Ему нравится эта постоянная тропическая влажность, при которой руки так легко скользят по телам. Она придает поцелуям пряный вкус ожога. Каждая мелочь обретает ценность, когда главное утрачивает смысл. Соскочить – пусть ненадолго – с карусели повседневности иногда бывает жизненно важно даже для трудоголиков. Октав ехал в этот обязательный вояж нехотя, обратившись мыслями в прошлое, но теперь он приобщался возвышенного, касался вечного, смаковал жизнь, воспарял над никчемной суетой, постигал простоту бытия.
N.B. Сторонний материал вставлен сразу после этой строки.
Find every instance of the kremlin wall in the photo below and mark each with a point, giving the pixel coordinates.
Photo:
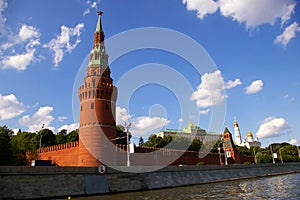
(96, 146)
(97, 127)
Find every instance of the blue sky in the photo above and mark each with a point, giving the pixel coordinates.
(254, 44)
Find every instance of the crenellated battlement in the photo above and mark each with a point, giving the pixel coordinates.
(58, 147)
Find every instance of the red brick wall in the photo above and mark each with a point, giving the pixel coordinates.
(61, 155)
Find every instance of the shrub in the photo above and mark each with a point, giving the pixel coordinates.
(200, 163)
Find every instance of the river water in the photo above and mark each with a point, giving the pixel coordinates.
(275, 187)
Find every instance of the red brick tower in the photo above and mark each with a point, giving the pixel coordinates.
(97, 96)
(228, 145)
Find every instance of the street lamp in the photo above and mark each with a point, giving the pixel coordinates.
(272, 153)
(127, 126)
(40, 144)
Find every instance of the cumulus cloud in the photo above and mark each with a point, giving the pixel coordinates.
(91, 5)
(42, 116)
(140, 125)
(257, 12)
(122, 116)
(254, 87)
(25, 34)
(232, 84)
(64, 42)
(3, 5)
(288, 34)
(69, 127)
(146, 125)
(10, 107)
(203, 7)
(251, 12)
(293, 141)
(29, 35)
(204, 112)
(272, 127)
(210, 92)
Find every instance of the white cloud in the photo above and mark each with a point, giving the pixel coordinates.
(35, 123)
(141, 125)
(254, 87)
(28, 32)
(231, 84)
(293, 141)
(3, 5)
(61, 118)
(21, 61)
(147, 125)
(271, 127)
(69, 127)
(204, 112)
(211, 89)
(62, 43)
(91, 5)
(203, 7)
(288, 34)
(10, 107)
(25, 34)
(257, 12)
(251, 12)
(122, 116)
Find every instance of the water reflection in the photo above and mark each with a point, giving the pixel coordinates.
(277, 187)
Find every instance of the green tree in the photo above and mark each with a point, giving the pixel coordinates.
(21, 143)
(195, 145)
(46, 137)
(157, 142)
(5, 146)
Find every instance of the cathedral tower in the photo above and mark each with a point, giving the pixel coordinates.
(237, 133)
(97, 96)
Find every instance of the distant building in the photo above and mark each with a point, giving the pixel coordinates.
(190, 131)
(250, 142)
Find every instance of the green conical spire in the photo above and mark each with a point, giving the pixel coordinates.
(99, 23)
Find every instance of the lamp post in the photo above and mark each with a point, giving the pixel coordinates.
(40, 144)
(280, 155)
(272, 153)
(127, 126)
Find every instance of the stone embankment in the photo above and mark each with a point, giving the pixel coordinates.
(45, 182)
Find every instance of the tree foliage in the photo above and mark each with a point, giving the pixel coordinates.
(13, 147)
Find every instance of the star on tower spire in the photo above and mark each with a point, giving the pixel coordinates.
(99, 23)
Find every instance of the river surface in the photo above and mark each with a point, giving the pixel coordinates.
(275, 187)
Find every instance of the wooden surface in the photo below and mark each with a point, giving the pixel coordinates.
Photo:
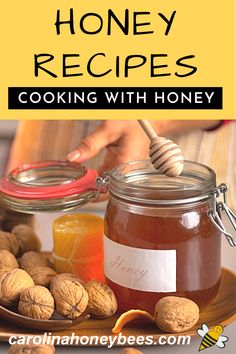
(222, 310)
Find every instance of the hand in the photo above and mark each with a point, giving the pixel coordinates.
(124, 140)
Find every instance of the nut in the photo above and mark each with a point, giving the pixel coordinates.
(102, 300)
(36, 302)
(130, 351)
(70, 297)
(31, 260)
(176, 314)
(9, 242)
(27, 238)
(65, 276)
(8, 260)
(42, 275)
(31, 349)
(11, 285)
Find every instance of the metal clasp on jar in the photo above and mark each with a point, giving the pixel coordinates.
(102, 183)
(218, 208)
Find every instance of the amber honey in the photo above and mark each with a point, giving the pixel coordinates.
(137, 221)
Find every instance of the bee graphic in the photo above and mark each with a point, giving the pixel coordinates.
(210, 338)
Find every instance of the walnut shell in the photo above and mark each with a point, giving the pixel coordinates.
(31, 260)
(7, 260)
(65, 276)
(11, 285)
(42, 275)
(27, 238)
(36, 302)
(32, 349)
(176, 314)
(9, 242)
(102, 300)
(70, 297)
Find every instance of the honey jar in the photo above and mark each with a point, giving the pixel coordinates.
(162, 235)
(159, 236)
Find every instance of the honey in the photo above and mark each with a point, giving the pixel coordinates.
(159, 239)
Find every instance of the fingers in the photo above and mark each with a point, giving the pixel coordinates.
(90, 146)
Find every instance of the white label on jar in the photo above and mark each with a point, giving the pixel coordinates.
(140, 269)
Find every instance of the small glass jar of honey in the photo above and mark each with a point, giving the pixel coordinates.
(159, 239)
(162, 234)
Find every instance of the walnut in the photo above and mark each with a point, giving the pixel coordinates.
(65, 276)
(102, 300)
(27, 238)
(31, 260)
(11, 285)
(176, 314)
(8, 260)
(70, 297)
(36, 302)
(130, 351)
(32, 349)
(42, 275)
(9, 242)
И когда дилер по кличке Золотая Жила принес ему ежедневный пакетик травки, он повалился в песок на пляже, бормоча «Софи» – имя, от которого у него пресекалось дыхание.

– Любовь не имеет ничего общего с сердцем – этим мерзким органом, насосом, качающим кровь. Любовь первым делом сдавливает легкие. Глупо говорить: «У меня разбито сердце», нужно выражаться точнее: «У меня сдавило легкие». Легкие – самый романтичный из человеческих органов: все влюбленные заболевают туберкулезом, недаром же от него умерли Чехов, Кафка, Д.Г.Лоуренс, Фредерик Шопен, Джордж Оруэлл и святая Тереза из Лизье; что касается Камю, Моравиа, Будара, Марии Башкирцевой и Кэтрин Мэнсфилд, то разве смогли бы они написать именно такие книги без этой хвори?! И наконец вспомните: Дама с камелиями умерла отнюдь не от инфаркта миокарда – эту кару Бог насылает на загнанных честолюбцев, а не на печальных влюбленных.
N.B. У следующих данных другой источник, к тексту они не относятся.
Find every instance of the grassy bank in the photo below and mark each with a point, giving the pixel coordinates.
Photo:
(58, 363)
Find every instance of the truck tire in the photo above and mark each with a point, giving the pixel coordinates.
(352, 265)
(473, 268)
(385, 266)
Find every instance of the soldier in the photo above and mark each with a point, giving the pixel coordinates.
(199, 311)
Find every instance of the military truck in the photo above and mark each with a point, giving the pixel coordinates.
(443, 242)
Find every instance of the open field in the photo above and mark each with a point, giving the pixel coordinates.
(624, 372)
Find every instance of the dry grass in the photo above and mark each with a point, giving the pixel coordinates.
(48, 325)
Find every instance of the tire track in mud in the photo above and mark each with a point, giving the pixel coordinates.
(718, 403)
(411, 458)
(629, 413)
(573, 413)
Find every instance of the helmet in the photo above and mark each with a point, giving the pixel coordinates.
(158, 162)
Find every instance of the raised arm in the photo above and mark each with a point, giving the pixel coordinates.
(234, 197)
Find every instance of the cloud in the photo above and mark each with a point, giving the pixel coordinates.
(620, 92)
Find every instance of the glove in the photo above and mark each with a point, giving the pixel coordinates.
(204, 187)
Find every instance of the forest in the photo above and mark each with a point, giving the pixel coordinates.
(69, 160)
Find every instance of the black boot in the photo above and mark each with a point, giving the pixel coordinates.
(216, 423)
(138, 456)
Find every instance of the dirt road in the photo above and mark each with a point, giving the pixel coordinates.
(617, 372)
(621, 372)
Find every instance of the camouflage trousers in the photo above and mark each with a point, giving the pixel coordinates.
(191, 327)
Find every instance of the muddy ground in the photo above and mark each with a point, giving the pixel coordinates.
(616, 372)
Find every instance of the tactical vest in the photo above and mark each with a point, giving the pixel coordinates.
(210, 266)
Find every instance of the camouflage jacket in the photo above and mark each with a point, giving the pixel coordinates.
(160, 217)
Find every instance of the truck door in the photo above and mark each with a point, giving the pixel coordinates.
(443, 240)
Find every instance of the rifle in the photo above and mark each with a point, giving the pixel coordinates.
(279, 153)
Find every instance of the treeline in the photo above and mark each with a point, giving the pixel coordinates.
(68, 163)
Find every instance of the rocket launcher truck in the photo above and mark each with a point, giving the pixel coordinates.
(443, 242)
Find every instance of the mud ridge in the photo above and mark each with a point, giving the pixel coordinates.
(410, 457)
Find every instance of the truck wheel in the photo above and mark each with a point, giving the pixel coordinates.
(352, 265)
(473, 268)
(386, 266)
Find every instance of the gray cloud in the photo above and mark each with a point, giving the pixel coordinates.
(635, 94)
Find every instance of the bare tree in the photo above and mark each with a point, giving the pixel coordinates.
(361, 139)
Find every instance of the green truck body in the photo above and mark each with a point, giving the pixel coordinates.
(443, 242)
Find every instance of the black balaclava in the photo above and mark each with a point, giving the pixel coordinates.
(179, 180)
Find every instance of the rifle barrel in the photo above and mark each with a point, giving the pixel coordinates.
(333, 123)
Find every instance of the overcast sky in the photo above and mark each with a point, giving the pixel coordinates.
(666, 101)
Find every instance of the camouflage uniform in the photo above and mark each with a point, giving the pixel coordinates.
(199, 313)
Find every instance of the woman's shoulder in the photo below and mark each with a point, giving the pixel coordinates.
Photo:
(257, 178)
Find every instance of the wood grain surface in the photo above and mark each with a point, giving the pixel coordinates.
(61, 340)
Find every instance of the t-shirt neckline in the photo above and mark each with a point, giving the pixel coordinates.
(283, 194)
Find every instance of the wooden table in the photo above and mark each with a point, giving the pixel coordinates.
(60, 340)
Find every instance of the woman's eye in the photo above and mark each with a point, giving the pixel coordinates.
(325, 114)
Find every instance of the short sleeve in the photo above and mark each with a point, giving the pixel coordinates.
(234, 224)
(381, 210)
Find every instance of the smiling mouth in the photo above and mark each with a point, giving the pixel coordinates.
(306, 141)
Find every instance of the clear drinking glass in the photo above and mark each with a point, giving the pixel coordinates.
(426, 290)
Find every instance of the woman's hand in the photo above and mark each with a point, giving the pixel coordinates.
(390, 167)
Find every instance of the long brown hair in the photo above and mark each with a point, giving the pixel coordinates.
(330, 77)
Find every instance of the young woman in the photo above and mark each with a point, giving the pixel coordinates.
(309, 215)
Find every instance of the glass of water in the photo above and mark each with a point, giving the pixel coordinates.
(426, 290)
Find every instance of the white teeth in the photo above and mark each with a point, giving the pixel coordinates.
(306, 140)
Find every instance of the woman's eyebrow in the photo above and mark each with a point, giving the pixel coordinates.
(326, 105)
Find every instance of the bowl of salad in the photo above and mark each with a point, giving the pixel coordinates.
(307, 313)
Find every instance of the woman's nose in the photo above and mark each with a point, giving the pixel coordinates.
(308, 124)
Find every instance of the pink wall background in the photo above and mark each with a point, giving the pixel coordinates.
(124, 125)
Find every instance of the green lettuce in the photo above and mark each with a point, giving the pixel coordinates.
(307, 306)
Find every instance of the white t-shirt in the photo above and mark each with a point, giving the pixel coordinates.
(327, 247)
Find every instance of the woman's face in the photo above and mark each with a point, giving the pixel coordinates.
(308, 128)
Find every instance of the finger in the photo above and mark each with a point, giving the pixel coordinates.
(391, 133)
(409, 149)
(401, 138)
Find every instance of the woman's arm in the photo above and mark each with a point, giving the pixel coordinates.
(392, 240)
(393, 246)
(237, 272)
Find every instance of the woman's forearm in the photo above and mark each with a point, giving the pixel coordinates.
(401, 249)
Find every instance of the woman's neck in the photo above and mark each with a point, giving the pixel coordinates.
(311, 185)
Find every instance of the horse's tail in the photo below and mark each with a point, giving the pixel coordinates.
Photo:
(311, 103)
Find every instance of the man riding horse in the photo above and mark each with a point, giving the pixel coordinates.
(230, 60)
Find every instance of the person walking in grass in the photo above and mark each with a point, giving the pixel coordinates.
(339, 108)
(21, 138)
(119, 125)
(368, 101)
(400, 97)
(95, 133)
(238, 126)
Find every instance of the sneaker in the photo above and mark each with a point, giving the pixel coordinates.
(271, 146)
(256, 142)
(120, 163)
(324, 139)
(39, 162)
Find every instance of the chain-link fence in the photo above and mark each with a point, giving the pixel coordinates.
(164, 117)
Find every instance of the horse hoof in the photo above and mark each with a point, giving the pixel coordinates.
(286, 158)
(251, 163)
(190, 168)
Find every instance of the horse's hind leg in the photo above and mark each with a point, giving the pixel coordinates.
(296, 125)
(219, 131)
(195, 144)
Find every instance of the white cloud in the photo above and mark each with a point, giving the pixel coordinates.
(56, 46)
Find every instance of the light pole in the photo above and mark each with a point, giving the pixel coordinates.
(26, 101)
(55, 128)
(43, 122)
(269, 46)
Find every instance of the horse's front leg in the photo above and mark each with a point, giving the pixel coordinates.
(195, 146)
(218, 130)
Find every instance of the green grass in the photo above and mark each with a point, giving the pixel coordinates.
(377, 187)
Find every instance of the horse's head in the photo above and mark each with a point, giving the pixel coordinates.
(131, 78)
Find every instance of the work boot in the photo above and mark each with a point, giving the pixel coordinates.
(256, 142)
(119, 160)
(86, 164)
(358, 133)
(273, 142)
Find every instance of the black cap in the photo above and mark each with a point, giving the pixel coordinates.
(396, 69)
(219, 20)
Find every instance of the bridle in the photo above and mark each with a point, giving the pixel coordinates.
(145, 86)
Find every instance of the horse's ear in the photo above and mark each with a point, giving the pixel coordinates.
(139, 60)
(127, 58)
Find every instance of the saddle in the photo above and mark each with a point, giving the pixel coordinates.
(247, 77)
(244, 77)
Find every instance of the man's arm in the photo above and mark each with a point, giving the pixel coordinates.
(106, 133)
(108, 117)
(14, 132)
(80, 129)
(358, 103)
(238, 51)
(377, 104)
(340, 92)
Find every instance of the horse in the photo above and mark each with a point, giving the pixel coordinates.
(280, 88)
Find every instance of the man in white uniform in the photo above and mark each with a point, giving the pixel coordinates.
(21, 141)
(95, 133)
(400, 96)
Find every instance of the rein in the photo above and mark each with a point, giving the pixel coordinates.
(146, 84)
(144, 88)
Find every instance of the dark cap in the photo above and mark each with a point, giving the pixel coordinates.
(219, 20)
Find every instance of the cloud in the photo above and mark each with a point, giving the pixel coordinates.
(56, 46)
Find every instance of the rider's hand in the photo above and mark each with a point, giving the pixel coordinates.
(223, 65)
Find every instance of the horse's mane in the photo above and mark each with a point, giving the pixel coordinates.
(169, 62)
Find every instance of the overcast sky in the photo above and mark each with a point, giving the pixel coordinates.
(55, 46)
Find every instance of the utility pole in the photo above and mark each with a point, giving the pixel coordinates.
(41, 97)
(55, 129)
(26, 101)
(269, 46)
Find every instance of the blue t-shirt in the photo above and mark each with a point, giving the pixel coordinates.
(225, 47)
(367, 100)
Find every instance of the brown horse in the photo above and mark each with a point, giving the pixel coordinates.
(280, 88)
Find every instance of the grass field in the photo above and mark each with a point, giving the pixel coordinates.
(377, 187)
Паря над самим собой, Октав с самим собой беседует:

– Каждый человек таит в душе любовную печаль, дремлющую до поры до времени. Сердце, не разбитое любовью, еще не сердце. Легкие ждут туберкулеза, дабы почувствовать, что они существуют. Я – ваш учитель по фтизическому воспитанию. Любому из вас следует завести водяную лилию в грудной клетке, как у Хлои в «Пене дней» или у госпожи Шоша в «Волшебной горе». Я любил смотреть, как ты спишь, даже если ты только прикидывалась спящей, когда я возвращался домой за полночь, пьяный в дым; я пересчитывал твои ресницы; иной раз мне чудилось, что ты улыбаешься. Влюбленный мужчина – это тот, кто любит смотреть на уснувшую женщину и время от времени наслаждаться ею. Софи, слышишь ли ты меня через тысячи километров, разделяющих нас, как в рекламах SFR? Почему мы понимаем, что любим человека, только после того, как он ушел? Разве ты не видела, что я ждал от тебя лишь одного: чтобы ты заставила меня помучиться, как в самом начале, от боли в легких?!
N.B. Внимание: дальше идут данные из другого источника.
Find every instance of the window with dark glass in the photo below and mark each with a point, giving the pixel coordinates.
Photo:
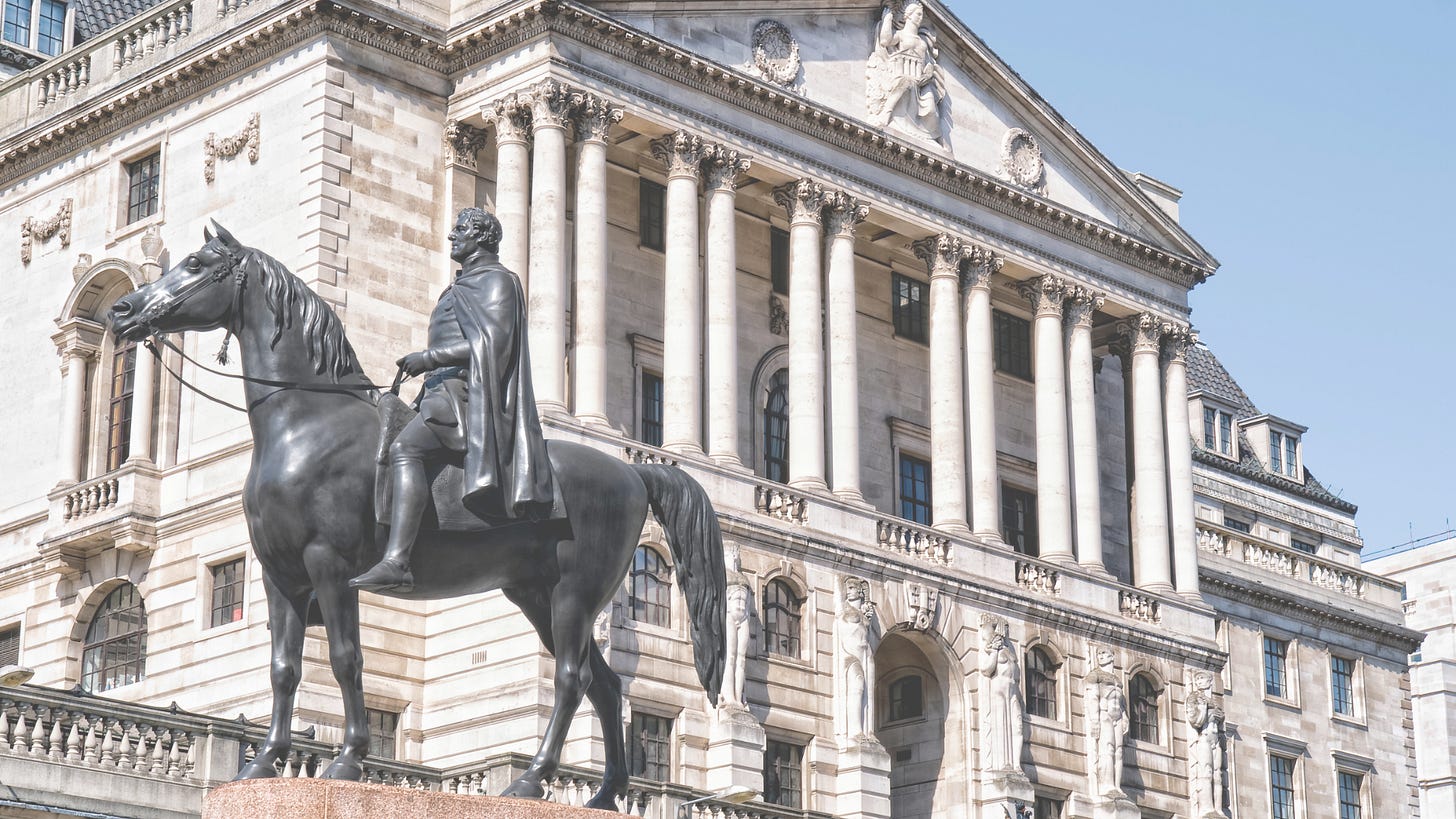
(915, 490)
(383, 733)
(781, 620)
(776, 429)
(1041, 684)
(115, 649)
(1019, 520)
(1282, 787)
(784, 774)
(1276, 671)
(1012, 337)
(909, 308)
(779, 260)
(143, 187)
(650, 746)
(1142, 698)
(227, 592)
(1343, 685)
(653, 206)
(651, 408)
(906, 698)
(651, 582)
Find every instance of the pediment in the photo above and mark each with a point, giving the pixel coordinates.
(931, 83)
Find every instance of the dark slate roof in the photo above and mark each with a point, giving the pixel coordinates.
(95, 16)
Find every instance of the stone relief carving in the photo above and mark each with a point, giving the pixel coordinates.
(1021, 161)
(229, 147)
(42, 229)
(904, 86)
(775, 53)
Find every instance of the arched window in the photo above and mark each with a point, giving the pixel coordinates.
(1142, 703)
(651, 582)
(781, 620)
(1041, 684)
(776, 429)
(115, 649)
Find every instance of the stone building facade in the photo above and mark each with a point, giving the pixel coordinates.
(926, 349)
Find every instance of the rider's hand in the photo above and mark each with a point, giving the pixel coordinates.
(415, 363)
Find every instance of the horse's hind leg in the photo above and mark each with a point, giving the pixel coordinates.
(286, 618)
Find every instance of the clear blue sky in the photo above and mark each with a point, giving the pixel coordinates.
(1314, 147)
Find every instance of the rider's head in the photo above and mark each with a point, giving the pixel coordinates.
(485, 226)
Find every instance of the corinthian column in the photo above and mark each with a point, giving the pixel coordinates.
(1149, 493)
(1180, 459)
(843, 213)
(1086, 488)
(722, 169)
(513, 184)
(594, 118)
(804, 200)
(980, 382)
(942, 255)
(683, 292)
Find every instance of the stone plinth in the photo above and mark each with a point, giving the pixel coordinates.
(329, 799)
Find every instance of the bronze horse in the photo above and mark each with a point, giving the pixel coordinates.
(309, 503)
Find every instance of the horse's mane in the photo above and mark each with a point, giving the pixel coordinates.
(289, 299)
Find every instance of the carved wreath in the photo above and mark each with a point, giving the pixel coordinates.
(775, 53)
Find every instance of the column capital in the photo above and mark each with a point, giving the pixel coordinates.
(722, 166)
(1046, 295)
(804, 200)
(682, 152)
(942, 254)
(594, 117)
(843, 213)
(462, 142)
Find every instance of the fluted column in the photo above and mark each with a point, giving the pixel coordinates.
(1180, 459)
(683, 293)
(1149, 494)
(594, 118)
(1086, 487)
(513, 184)
(980, 386)
(942, 255)
(1046, 295)
(804, 201)
(546, 315)
(722, 169)
(843, 213)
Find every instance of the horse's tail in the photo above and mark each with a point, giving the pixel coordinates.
(698, 550)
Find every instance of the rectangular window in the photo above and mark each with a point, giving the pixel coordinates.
(784, 774)
(653, 206)
(143, 187)
(1019, 520)
(1276, 671)
(1343, 685)
(383, 733)
(1282, 787)
(651, 408)
(1012, 344)
(1351, 787)
(650, 748)
(915, 490)
(909, 308)
(779, 260)
(227, 592)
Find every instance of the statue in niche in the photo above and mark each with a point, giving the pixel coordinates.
(1005, 708)
(1204, 748)
(856, 662)
(1107, 726)
(904, 86)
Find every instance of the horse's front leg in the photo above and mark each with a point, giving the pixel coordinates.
(286, 621)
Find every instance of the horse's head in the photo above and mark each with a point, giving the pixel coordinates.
(201, 292)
Но вот на пляж высыпают оголотелые машинистки во главе с грудастой стажеркой Одиль; они пускают по кругу сигарету с травкой, и это вызывает у них массу скабрезных шуточек:

– Пососем вшестером!

– Я сосу, я сосу, но никак не заглотну.

– А ты уверена, что любишь глотать?

– Хорошо бы повторить, только сперва не мешало бы промыть сосалку.

Все это звучит довольно вульгарно, но в контексте нынешней ситуации в общем-то все равно смешно.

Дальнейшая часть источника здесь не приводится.